As many of you know, last week our team had the opportunity to travel to Iowa to learn about production agriculture and what it takes to feed the world. We traveled all over the state of Iowa going on various tours of different family owned and ran businesses. One of our first stops was to Stine Seed Company. At Stine Seed they devote their careers to being the leading innovators in corn and soybean hybridization to create new plants that will increase yields and survive better in the field. We learned about the process every new hybrid must go through before it can be released on the market, and got to take a look at the 20,000 acre test plot where they test new hybrids. Next, we went to Kinze Manufacturing where we learned the history of starting in a small garage to taking the journey to be one of the leading innovators in grain cart and row planter manufacturing. We had the opportunity to visit Brenneman Pork, where we learned about large scale swine production and had the opportunity to assist in the sows giving birth to a litter of piglets. When we traveled to JBS packing facility, we learned how the pigs are processed and had the unique opportunity to see every step of the process.
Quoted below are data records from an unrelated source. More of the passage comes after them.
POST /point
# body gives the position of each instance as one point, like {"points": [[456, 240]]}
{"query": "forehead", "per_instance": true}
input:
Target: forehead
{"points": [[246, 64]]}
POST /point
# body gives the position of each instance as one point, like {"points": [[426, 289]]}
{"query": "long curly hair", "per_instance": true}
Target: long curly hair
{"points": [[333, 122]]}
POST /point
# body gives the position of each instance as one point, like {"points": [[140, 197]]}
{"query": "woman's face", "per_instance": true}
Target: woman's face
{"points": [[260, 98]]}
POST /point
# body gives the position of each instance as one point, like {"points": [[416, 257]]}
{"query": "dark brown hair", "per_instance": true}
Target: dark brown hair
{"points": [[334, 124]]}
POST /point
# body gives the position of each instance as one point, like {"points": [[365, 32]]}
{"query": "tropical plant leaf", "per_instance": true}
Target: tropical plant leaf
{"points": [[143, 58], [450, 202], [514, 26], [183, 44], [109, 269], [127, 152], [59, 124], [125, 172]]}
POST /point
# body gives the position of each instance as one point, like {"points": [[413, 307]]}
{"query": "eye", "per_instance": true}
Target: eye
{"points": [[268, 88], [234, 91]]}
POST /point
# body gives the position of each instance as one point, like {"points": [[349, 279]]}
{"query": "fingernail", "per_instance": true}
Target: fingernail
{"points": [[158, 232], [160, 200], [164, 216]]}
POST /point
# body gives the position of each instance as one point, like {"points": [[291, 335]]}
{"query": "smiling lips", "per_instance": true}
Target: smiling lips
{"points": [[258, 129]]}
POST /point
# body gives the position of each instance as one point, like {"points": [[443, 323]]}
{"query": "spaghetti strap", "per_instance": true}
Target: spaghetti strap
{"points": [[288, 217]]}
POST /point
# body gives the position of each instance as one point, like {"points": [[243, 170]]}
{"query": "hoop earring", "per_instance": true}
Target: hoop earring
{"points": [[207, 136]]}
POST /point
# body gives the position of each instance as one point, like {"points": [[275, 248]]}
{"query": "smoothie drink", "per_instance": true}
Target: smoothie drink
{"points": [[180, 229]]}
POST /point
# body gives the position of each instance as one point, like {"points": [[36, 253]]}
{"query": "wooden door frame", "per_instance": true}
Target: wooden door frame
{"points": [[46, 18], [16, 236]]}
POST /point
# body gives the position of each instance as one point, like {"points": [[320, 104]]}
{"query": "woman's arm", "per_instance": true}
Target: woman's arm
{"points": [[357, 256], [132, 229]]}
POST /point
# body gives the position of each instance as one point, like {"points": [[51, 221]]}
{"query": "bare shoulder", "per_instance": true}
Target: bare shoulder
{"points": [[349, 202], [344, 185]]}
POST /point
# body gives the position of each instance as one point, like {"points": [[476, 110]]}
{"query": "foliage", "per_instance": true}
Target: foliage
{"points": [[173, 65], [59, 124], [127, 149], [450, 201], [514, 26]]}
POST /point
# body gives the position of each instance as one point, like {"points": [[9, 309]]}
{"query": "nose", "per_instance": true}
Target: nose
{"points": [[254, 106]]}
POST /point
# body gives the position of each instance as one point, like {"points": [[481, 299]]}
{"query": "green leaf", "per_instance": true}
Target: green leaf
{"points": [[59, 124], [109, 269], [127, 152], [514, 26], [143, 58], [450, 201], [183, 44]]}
Finally, we wrapped our trip up with a tour of Mr. Dennis Geinger’s farm where he farms 2,000 acres of corn, soybeans, hogs, and cattle. We also got to have a little play time and drive the large machinery, which was a first for many of us. Throughout all of our experiences though, I began to realize one very important aspect. No matter where we went or what we did, we were greeted with open arms. It didn’t matter that we were from Florida. It didn’t matter that many of us did not have experience in production agriculture. The only thing that mattered was that we all have a passion for advocating for agriculture and standing up for the American farmer and that we wanted to learn. Nothing else was important. And through our passion and willingness to learn, we were united with people that we will likely never see again. We share a brotherhood with people that live thousands of miles away.
I challenge each of you that read this to take a stand now. Become more involved with local producers, ask them questions and learn from them, and finally help them spread the message of how important the American farmer is.